Ах, сотрудничал! И сам сознался! И Хмельницким подтверждено: в сороковые годы в Париж за казенный счет летал. На бомбардировщике! Француженку обольстил, чтобы тексты свои там публиковать.

Вот тексты и останутся. А подробности биографии, как догадывается сама Нина, быльем порастут. И интересны лишь постольку, поскольку интересны тексты. На какую разведку работал Иван Посошков? Был ли двойным, то есть чекистским, агентом деникинский офицер Александр Попов, взявший впоследствии в качестве псевдонима имя и фамилию своего погибшего брата: «Михаил Шолохов»? Это интересно? Интересно. Потому что «Тихий Дон» интересен.

А вот кто на Руси писатель номер один, решительно неинтересно.

Ну, как же: Синявский, поди-ка, рассчитывал, что, выйдя из лагеря, он займет место главного русского писателя, ан нет: место успел занять Солженицын.

Это еще что! Вон Геннадий Айги как-то заявил, что в поэзии всего три гения всех времен и народов: Гете, Рильке и Красовицкий.

Первых двоих слушатели проглотили, а насчет третьего переспросили ехидно:

— Красовицкий? Лучше тебя?

— Почему лучше? — обиделся Айги. — Вровень!

Мне бы ваши заботы, господин учитель.

Покину-ка я литературные ристалища с их обидами и обращусь к кинематографу, благо Нина Воронель дает к тому отличный повод: уже в качестве израильтянки она посетила Каннский фестиваль как раз в тот день, когда Андрей Тарковский показывал там свою «Ностальгию».

Вот ее отчет.

В зале — «обезумевшие от напряжения кинозвезды и понукаемые ненасытными продюсерами режиссеры»; умопомрачительные наряды, придающие всем дамам товарный вид, и атласные лацканы, делающие всех мужчин похожими на официантов.

На сцене — Андрей Тарковский: «печальный ангел» под сенью «неоглядного полотна Экрана»: «бледное треугольное лицо нервно подергивается, вскидывая левый угол усатого рта к затравленному лермонтовскому глазу».

Оценили портрет? Рад засвидетельствовать точность и беспощадность пера. Могу также засвидетельствовать точность и беспощадность анализа фильма в ее очерке: о «Ностальгии» ни один кинокритик, кажется, не написал так проницательно: не вскрыл, как Нина Воронель, нашу вечную русскую жажду проклясть свое и отлететь на чужое, чтобы тотчас, исчужа, изойти тоской по своему. Вот оно, двойное дно, дорогие соотечественники.

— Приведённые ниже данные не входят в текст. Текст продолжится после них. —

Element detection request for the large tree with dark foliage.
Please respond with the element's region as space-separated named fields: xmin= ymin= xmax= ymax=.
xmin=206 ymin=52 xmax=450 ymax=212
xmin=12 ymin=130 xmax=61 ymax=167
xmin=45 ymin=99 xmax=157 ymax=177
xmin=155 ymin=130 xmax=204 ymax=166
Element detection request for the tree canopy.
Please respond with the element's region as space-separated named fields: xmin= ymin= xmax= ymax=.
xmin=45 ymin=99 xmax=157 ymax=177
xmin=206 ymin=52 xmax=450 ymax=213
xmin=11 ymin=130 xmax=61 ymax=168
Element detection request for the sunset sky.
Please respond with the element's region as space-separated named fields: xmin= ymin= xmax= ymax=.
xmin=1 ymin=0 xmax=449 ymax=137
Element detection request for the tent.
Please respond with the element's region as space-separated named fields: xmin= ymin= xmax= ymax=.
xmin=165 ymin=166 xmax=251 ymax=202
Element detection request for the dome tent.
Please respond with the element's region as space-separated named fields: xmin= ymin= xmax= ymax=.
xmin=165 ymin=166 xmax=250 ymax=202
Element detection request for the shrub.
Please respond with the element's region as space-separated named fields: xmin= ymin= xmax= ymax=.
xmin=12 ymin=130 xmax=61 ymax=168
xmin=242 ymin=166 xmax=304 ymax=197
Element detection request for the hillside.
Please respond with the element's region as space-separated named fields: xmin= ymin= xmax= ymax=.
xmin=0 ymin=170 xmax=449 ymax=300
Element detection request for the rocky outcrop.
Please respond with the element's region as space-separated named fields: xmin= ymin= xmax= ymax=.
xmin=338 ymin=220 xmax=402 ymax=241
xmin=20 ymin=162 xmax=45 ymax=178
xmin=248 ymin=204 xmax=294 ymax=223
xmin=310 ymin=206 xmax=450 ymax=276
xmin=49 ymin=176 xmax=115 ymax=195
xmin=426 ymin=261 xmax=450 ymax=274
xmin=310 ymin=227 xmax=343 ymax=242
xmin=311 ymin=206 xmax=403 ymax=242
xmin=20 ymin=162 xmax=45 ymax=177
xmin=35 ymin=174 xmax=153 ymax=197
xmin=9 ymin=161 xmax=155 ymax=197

В этом поразительном разборе только одна фраза написана в жанре кинокритики: что на всей этой каннской киноярмарке «Ностальгия» Тарковского — единственное произведение искусства.

В контексте всего написанного эта фраза кажется фиговым листком, так что кинодеятели (включая и самого Тарковского), справедливо пропустив эту фразу мимо ушей, на Нину Воронель обиделись.

Я бы на их месте поклонился ей до земли. Но речь не об их амбициях. Речь о том, почему на фоне каннской кинобутафории ее зарисовка кажется такой вызывающей.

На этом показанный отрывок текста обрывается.